There's a real danger of excessively wrapping oneself in the flag, oxygen deprivation leading to brain damage.  Shame on you for seeking to undermine a man's military career.  If you disagree with him on issues, argue those issues, but this kind of attack is disgraceful and cowardly.

----------


## chm2023

Oh bite me.

This kind of thing really hits a nerve with me, people have no respect.  I do agree with your implication that war heroism is a past tense thing, one thing I hate are "professional veterans", but that door swings both ways.

----------


## JRS

Nicely done CHM

----------


## keithbenjamin

> Shame on you for seeking to undermine a man's military career. If you disagree with him on issues, argue those issues, but this kind of attack is disgraceful and cowardly.


Are we talking about President Bush?  ;) The difference is Kerry is yelling about his military career from the roof tops. If you are going to widely use your heroism as a campaign issue, then you are leaving it open to scrutiny. I am sorry, but looking at his actual record (since he has brought it up) (on countless occasions) is neither disgraceful, nor cowardly. 

Furthermore, Kerry's campaign says, he was in Viet Nam therefore he is strong on defense. Since we're simplifying things, then it also seems logical to draw the conclusion that after he abandoned his crew he thought of the US military as a war criminals and baby-killers therefore he cannot be strong on defense. (let's not even talk about his voting record)

----------


## chm2023

> *keithbenjamin said:* 
> 
> Furthermore, Kerry's campaign says, he was in Viet Nam therefore he is strong on defense. Since we're simplifying things, then it also seems logical to draw the conclusion that after he abandoned his crew he thought of the US military as a war criminals and baby-killers therefore he cannot be strong on defense. (let's not even talk about his voting record)

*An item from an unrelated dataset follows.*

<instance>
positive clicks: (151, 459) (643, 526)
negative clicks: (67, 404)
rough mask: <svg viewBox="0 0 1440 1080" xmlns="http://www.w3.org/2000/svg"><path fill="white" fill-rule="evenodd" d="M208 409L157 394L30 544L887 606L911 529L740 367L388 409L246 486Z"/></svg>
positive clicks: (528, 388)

No Kerry's campaign says he was in Vietnam, you infer this means he is strong on defense.  As to the rest of the above, I don't even know what this means.

Speaking of campaign ads, interesting that none of Bush's ads mentions Iraq.

----------


## BobV

I feel no shame in Kerry undermining his own military existence to further his political future.  HE is the one who is making this a joke.

Bob V.

----------


## Darris Chambless

"First, many people, including people I know personally, saw atrocities in Vietnam, so Kerry's accounts are collaborated;..."

No actually I'm talking literally. People that were there with Kerry and no they don't corroborate his telling of the story.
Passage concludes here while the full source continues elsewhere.